Imagine you live in a major US city. Now, imagine that every time you want a glass of water, instead of getting it from the kitchen, you need to drive to the airport, get on a plane and fly to Germany and pick up your water there.
From the perspective of a modern CPU, accessing data which is in-memory is like getting water from the kitchen. Accessing a piece of data from the computer’s hard disk is like flying to Germany for your glass of water. In the past the prohibitive cost of main memory has made the flight to Germany necessary. The last few years, however, have seen a dramatic reduction in the cost per megabyte of main memory, finally making the glass of the water in the kitchen a cost effective and much more convenient option.
This orders-of-magnitude difference in access times has profound implications for all enterprise applications. Things that in the past were not even considered because they took so long, now become possible, allowing busi- nesses concrete insight into the workings of their company that previously were the subject of speculation and guess-work.
The in-memory revolution is not simply about putting data into memory and thus being able to work with it “faster”. We also show how the convergence of two other major trends in the IT industry:
a) the advent of multi-core CPUs and the necessity of exploiting this parallelism in software and
b) the stalling access latency for DRAM, requiring software to cleverly balance between CPU and memory activity; have to be harnessed to truly exploit the potential performance benefits.
Another key aspect of in-memory data management, is a change in the way data is stored in the underlying database. This is of particular relevance for the enterprise applications that are our focus. The power of in-memory data management is in connecting all these dots.
The revolutionary Power of an In-Memory Column-Oriented Database
Our experience has shown us that many enterprise applications work with databases in a similar way. They process large numbers of rows during their execution, but crucially, only a small number of columns in a table might be of interest in a particular query. The columnar storage model allows only the required columns to be read while the rest of the table can be ignored. This is in contrast to the more traditional row-oriented model, where all columns of a table—even those that are not necessary for the result—must be accessed.
The columnar storage model also means that the elements of a given column are stored together. This makes the common enterprise operation of aggregation much faster than in a row-oriented model where the data from a given column is stored in amongst the other data in the row.
Scaling due Parallelization Across Multiple Cores and Machines
Single CPU cores are no longer getting any faster but the number of CPU cores is still expected to double every 18 months. This makes exploiting the parallel processing capabilities of multi-core CPUs of central importance to all future software development. As we saw above, in-memory columnar storage places all the data from a given column together in memory making it easy to assign one or more cores to process a single column. This is called vertical fragmentation.
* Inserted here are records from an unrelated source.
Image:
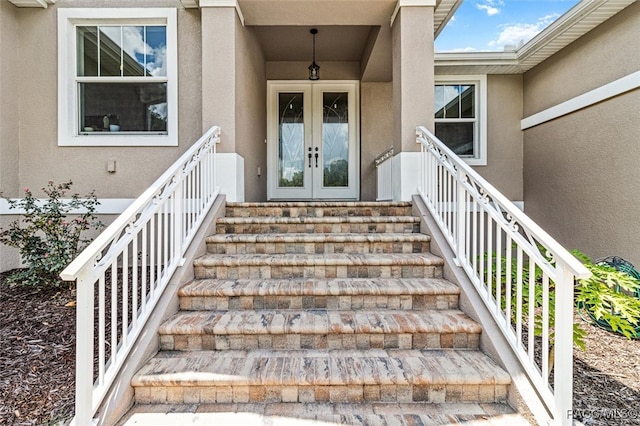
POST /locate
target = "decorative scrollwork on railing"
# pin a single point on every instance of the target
(384, 156)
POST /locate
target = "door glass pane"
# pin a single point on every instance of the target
(335, 139)
(291, 140)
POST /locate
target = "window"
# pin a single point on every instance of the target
(460, 116)
(117, 77)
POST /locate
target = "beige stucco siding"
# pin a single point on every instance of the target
(251, 115)
(42, 159)
(9, 120)
(607, 53)
(9, 94)
(504, 137)
(581, 170)
(376, 133)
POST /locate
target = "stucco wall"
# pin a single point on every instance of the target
(42, 159)
(9, 120)
(9, 94)
(251, 115)
(504, 137)
(581, 173)
(376, 132)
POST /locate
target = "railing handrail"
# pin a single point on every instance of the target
(140, 252)
(93, 250)
(560, 253)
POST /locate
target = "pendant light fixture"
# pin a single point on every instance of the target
(314, 69)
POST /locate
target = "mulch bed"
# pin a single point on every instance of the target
(37, 341)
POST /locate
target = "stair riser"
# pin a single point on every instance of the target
(318, 271)
(361, 341)
(317, 248)
(435, 393)
(317, 211)
(318, 228)
(405, 302)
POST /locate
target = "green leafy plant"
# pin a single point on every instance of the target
(609, 297)
(49, 233)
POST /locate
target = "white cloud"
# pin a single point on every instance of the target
(492, 7)
(515, 34)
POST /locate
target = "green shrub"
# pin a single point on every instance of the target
(609, 297)
(49, 233)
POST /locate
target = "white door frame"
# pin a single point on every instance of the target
(313, 138)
Tables can also be split into sets of rows and distributed to different processors, in a process called horizontal fragmentation. This is particularly important as data volumes continue to grow and has been used with some success to achieve parallelism in data warehousing applications. Both these methods can be applied, not only across multiple cores in a single machine, but across multiple machines in a cluster or in a data center.
Using Compression for Performance and to Save Space in Main Memory
Data compression techniques exploit redundancy within data and knowledge about the data domain. Compression applies particularly well to columnar storage in an enterprise data management scenario, since all data within a column has the same data type and
in many cases there are few distinct values, for example in a country column or a status column.
In column stores, compression is used for two reasons: to save space and to increase performance. Efficient use of space is of particular importance to in-memory data management because, even though the cost of main memory has dropped considerably, it is still relatively expensive compared to disk. Due to the compression within the columns, the density of information in relation to the space consumed is increased. As a result more relevant information can be loaded for processing at a time thereby increasing performance. Fewer load actions are necessary in comparison to row storage, where even columns of no relevance to the query are loaded without being used.
Summary: Why In-Memory now?
In-memory data management is not only a technology but a different way of thinking about software development: we must take fundamental hardware factors into account, such as access times to main memory versus disk and the potential parallelism that can be achieved with multi-core CPUs. Taking this new world of hardware into account, we must write software that explicitly makes the best possible use of it. On the positive side for developers of enterprise applications, this lays the technological foundations for a database layer tailored specifically to all these issues. On the negative side, however, the database will not take care of all the issues on its own. Developers must understand the underlying layers of soft- and hardware to best take advantage of the potential for performance gains.